I was not able to make it to last night’s tree hearing at Town Hall, but the Recorder has a reasonably good summary of the proceedings:
Seven trees on Norwood Street once slated for removal are now safe, and gas line installation in tree belts will be on hold until at least Monday, according to Director of Public Works Donald Ouellette.
Ouellette said the work will be on pause until a preliminary injunction hearing in Franklin County Superior Court Monday. That hearing was scheduled after concerned residents objected to the removal of seven trees on Norwood Street. The trees were to be removed to allow Berkshire Gas to easily install gas lines.
Ouellette’s announcements came during a public tree hearing Thursday, when the city discussed the potential removal of 19 trees along various streets, including the seven trees on Norwood Street.
Ouellette said gas lines were already replaced on Norwood Street, and that the seven trees posted for potential removal are not going to face the ax after all.
The removal of the trees came under scrutiny when one resident, Glen Ayers of 254 Davis St., filed a complaint along with 21 other residents, including his partner Mary Chicoine.
More than 30 residents showed up to Thursday’s hearing, with several objecting to the removal of trees unless replacement trees are planted.

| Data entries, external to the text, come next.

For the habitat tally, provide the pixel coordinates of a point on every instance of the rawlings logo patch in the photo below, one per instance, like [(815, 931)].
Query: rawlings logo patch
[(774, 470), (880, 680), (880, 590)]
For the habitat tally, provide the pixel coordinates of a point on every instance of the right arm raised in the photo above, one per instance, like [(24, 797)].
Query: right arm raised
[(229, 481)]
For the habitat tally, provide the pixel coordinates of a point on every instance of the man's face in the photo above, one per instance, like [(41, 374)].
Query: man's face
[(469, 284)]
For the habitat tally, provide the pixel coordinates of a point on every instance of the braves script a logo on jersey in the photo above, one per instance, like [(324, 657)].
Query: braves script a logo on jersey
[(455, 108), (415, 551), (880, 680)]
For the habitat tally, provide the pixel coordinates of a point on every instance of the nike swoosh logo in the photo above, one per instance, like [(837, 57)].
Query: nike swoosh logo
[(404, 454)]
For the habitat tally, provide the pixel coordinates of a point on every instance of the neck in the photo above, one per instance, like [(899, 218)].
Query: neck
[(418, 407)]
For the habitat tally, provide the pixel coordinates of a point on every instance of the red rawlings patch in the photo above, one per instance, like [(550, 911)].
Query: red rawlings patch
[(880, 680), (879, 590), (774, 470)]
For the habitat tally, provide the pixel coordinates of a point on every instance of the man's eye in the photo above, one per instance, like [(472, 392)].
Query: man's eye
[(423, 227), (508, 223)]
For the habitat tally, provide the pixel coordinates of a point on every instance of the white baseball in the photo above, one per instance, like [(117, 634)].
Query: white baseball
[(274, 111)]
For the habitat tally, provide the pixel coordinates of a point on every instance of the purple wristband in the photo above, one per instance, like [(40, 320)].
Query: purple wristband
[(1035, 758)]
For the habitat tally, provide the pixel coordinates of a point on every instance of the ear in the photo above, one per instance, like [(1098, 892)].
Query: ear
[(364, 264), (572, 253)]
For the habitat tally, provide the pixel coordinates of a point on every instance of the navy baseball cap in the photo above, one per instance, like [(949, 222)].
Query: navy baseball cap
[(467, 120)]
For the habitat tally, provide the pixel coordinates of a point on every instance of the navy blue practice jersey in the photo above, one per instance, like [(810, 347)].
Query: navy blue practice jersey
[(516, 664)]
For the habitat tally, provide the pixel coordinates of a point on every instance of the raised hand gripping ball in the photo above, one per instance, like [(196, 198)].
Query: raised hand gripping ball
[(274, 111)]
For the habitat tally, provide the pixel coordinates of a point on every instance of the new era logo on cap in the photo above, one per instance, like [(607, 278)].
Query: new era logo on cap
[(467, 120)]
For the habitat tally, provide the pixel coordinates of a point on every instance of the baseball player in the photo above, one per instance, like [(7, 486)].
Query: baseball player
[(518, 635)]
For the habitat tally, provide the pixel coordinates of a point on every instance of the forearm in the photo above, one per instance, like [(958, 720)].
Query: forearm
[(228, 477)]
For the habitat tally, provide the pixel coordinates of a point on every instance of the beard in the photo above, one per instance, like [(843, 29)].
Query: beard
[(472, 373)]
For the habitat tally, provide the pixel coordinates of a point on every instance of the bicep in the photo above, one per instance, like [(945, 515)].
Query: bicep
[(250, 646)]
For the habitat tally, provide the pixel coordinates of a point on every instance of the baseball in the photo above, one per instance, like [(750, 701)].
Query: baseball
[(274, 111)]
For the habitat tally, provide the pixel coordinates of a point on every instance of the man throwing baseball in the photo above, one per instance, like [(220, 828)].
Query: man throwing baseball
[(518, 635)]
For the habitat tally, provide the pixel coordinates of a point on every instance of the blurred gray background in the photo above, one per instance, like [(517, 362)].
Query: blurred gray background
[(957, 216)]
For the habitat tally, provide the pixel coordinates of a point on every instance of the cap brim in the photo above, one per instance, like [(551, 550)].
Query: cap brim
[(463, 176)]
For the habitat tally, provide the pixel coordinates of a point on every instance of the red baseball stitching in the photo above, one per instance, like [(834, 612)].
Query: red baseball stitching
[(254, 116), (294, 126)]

“Trees are living entities,” Sandra Boston of Abbott Street said after the meeting. “I want trees treated like entities of our community.”
After several objections to trees being cut down, Ouellette said he would ask Berkshire Gas to stop going through tree belts to replace gas lines today.
I’m glad to hear that this current piece of work is on hold (at least for now), but there remains the larger open question of what Greenfield’s overall strategy regarding its tree canopy actually is.
Greenfield has a tree ordinance, and it has a Tree Warden. However, the focus of the tree ordinance is the handling of individual trees—what to do if a particular tree needs to come down or if a resident requests the planting of a tree. Nowhere in the ordinance is there any notion of what we as a town want in terms of tree cover or how we want to manage the town’s trees on an ongoing, strategic basis.
As for the Tree Warden, it is an appointed position in Greenfield, as opposed to an elected position as is more standard in other Massachusetts cities. Furthermore, the person currently in that role is a DPW employee, and as such, has little latitude for independence from the DPW and its Director.
Absent a strategic plan or vision for Greenfield’s trees and an empowered, fully independent advocate for that plan, we will always be left with conflicts like the one currently going on around Norwood Street. It is great that a bunch of folks turned out last night and spoke up, but that is not a sustainable model for preserving our existing stock of trees, much less replenishing or expanding it.